In a wide ranging review of the Francis recommendations the Health Committee also concludes:

  • Responsibility for monitoring patient safety data and practice should be transferred from NHS England to the CQC, and the National Learning and Reporting System’s classification of patient safety incidents in NHS-funded care should be applied equally to private healthcare and taxpayer-funded social care.
  • Commissioners should require NHS care providers to provide data on staffing levels at ward level on a daily basis and publish it immediately in a standard format designed to allow easy comparison against benchmarks.
  • Breaches of the proposed fundamental standards of patient care in NHS providers should be treated seriously and investigated thoroughly, but with regulatory consequences that are proportionate and focus on analysis and remedy of adverse circumstances that led to a breach.

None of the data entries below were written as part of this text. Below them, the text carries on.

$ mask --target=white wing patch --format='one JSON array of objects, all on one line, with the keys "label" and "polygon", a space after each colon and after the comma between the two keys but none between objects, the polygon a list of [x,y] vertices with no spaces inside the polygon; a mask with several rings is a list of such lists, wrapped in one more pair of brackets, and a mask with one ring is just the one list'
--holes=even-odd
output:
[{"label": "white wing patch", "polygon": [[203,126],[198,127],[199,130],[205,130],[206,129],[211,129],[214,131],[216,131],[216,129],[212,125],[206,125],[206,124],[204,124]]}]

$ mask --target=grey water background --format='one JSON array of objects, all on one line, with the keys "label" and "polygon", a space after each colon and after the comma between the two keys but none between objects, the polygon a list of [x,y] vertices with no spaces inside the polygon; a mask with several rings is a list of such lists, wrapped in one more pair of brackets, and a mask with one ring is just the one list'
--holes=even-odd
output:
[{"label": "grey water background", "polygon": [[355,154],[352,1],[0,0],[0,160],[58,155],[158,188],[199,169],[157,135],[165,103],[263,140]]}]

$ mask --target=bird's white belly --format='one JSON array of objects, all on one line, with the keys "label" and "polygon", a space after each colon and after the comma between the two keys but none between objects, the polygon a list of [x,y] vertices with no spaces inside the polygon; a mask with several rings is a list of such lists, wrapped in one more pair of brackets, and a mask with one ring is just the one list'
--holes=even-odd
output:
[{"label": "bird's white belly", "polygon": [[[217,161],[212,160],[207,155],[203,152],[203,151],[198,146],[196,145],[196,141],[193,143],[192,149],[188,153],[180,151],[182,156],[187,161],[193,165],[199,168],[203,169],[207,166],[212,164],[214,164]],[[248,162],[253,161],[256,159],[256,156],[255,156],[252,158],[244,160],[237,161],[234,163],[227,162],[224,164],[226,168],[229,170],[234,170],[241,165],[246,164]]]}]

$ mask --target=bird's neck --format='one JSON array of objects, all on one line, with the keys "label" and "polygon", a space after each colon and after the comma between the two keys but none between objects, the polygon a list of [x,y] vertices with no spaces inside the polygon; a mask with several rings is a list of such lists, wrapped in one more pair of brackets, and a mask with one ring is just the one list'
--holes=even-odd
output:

  • The responsibilities of the CQC and Monitor in operating the new single failure regime for providers will have to be very closely aligned. The Committee will examine proposals for the development of this regime with both regulators in their annual accountable hearings with the Committee.
  • As part of its ongoing scrutiny work the Health Committee will continue to monitor and evaluate the Government’s response to the full set of recommendations made by Robert Francis.